Acompanhava-me María Segovia, porta-voz dos vizinhos
organizados para resistir e enfrentar as conseqüências do
“lixo tóxico”, como o chamaram os moradores do lugar. As
crianças sabiam bem o que aconteceu “lá” escassos 75 metros
de sua escolinha anterior que tiveram que abandonar.

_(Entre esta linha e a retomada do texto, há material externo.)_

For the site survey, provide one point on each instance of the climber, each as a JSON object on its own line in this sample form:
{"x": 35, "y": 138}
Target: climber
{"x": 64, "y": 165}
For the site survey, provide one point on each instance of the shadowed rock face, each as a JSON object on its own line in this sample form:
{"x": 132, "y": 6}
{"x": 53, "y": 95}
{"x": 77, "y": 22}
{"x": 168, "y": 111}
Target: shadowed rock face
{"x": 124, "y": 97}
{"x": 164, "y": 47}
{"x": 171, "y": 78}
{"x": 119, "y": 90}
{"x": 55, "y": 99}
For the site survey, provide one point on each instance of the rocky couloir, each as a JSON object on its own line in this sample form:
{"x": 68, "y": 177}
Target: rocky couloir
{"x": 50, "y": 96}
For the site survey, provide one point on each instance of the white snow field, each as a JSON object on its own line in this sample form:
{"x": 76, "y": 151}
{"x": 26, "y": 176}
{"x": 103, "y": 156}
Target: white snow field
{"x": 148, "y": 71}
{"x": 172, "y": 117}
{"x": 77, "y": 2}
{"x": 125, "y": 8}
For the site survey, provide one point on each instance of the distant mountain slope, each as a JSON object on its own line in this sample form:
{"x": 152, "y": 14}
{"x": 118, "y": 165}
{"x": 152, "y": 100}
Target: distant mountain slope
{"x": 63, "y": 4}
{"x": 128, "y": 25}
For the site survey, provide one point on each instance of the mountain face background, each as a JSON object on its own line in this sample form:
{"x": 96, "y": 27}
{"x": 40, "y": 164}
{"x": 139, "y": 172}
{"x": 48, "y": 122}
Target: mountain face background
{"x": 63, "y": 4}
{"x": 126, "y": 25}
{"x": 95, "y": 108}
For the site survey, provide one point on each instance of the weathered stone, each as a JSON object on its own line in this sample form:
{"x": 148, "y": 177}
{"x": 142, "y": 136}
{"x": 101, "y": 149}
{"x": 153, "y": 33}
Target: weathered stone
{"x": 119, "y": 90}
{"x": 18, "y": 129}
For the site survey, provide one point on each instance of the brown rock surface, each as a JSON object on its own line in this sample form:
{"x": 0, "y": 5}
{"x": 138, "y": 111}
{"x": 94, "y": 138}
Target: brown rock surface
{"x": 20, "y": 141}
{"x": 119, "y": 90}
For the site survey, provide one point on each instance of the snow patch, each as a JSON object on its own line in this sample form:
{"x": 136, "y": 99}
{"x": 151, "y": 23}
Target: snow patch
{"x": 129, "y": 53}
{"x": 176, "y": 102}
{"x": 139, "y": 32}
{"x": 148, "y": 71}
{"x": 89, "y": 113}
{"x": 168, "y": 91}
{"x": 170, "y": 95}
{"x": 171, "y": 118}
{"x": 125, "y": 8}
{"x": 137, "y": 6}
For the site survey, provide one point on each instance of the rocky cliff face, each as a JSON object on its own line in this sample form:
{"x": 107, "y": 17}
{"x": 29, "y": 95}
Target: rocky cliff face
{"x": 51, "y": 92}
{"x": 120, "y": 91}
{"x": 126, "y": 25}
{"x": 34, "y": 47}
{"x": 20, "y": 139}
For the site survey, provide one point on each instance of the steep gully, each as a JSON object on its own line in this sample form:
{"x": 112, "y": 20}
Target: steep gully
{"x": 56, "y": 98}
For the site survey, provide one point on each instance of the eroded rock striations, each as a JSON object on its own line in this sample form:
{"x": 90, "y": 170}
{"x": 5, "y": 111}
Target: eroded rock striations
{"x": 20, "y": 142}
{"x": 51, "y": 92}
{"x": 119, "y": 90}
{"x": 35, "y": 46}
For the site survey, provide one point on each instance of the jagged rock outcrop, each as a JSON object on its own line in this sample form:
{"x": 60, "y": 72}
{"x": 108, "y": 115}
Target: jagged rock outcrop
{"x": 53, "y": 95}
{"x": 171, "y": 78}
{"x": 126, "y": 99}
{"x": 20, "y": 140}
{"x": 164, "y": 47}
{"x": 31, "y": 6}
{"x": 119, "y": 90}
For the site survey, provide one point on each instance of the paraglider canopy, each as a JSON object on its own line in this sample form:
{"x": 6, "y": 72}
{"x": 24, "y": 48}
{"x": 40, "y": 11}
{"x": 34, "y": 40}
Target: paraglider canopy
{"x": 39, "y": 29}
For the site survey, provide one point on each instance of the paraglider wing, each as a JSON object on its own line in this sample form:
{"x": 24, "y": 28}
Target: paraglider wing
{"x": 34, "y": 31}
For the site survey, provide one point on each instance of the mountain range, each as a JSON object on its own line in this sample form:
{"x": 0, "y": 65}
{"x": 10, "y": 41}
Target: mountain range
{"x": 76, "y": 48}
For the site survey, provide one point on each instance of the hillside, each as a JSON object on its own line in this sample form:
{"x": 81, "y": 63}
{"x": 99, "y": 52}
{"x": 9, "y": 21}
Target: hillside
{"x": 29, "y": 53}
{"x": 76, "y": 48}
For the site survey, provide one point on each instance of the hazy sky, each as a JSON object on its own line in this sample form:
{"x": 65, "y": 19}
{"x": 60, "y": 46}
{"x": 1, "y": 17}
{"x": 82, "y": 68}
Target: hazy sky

Conheciam “as sementes da morte”. Falamos sobre a origem de
sua nova escola, lhes lembramos que ela foi construída pelos
seus próprios pais e mães, irmãos, irmãs e vizinhos. Entre
essas paredes frescas e grossas a palavra solidariedade
ecoou melhor que em qualquer outra parte do mundo,
solidariedade entre vizinhos, solidariedade de mais longe, e
também de muito mais longe: “Até de outras partes do mundo
chegaram voando telhas solidárias que se pousaram neste teto
que hoje nos dá sombra”, lhes dissemos. Associamos a palavra
dignidade a um tesouro mais valioso que todo o ouro do
planeta, mais grande e luzido que o céu, e ao mesmo tempo
tão pequenino e frágil que devemos guarda-lo no mais
profundo de nossos corações de onde nunca deverá sair, sob
nenhuma circunstância.
Nos
despediram com um até pronto, e isso será sem dúvida, apenas
até logo mais. Porque o juízo penal que desde faz quase seis
anos iniciou a comissão de vizinhos de Rincon’í contra os
responsáveis da contaminação que padecem está chegando a seu
momento culminante. Depois de ter passado por várias sedes
judiciais e ter enfrentado as mais incríveis manobras
dilatórias geradas pela poderosa banca de advogados que
defende a Delta & Pine, em novembro de 2003 os promotores
Hugo Ríos (penal) e Ricardo Merlo (ambiental) apresentaram
de maneira conjunta uma acusação na que pedem a condenação
de Nery Rivas, alto funcionário da Delta & Pine no Paraguai,
e de Julio Chávez, proprietário do prédio onde se despejaram
as sementes envenenadas, a quem acusam de diversos delitos,
entre eles do homicídio culposo de Agustín Ruiz, falecido
poucos dias depois do desastre como conseqüência da
contaminação com os agrotóxicos.
Outrossim, os
promotores solicitaram que se mantenha aberta à causa do
cidadão estadunidense Eric Lorenz, por aquele então
representante da Delta & Pine no Paraguai e principal
responsável dos fatos, quem desde faz vários anos se
encontra fugitivo da justiça paraguaia. Os promotores
solicitam que se requeira sua captura por meio de Interpol e
se formalize o pedido de extradição desde o lugar onde seja
detido. O enérgico parecer ministerial se baseia num mui
volumoso processo no qual abundam as provas da contaminação,
de suas conseqüências imediatas, a meio e longo prazo e quem
são os responsáveis diretos do dano causado.
Para o
promotor Ríos, “Nós fizemos simplesmente o trabalho que
nossa investidura nos exige. Cumprimos rigorosamente com
todos os requisitos legais e pensamos que conseguimos
produzir uma posição solidamente sustentada na análise dos
elementos contidos no processo”. Segundo Ríos, o juiz conta
com elementos suficientes para poder adotar uma sentença com
serenidade.
O promotor
ambiental Merlo, por sua vez, também se diz bastante
satisfeito com o trabalho realizado. “Quando este caso
chegou a nosso conhecimento -lembra hoje desde o Palácio de
Justiça- nosso escritório era apenas um gabinete para a rua
com uma mesa, três cadeiras e um telefone. Tínhamos muitos
menos recursos que agora. O desenvolvimento deste caso tem
ido acompanhando o de nossa promotoria. Apesar daquelas
limitações, acredito que cumprimos um bom papel. Agora só
podemos esperar a decisão do juiz”.
Germán Torres
é o nome do jovem juiz que faz poucos meses tomou entre suas
mãos o juizado penal de Paraguarí, onde se encontra o caso.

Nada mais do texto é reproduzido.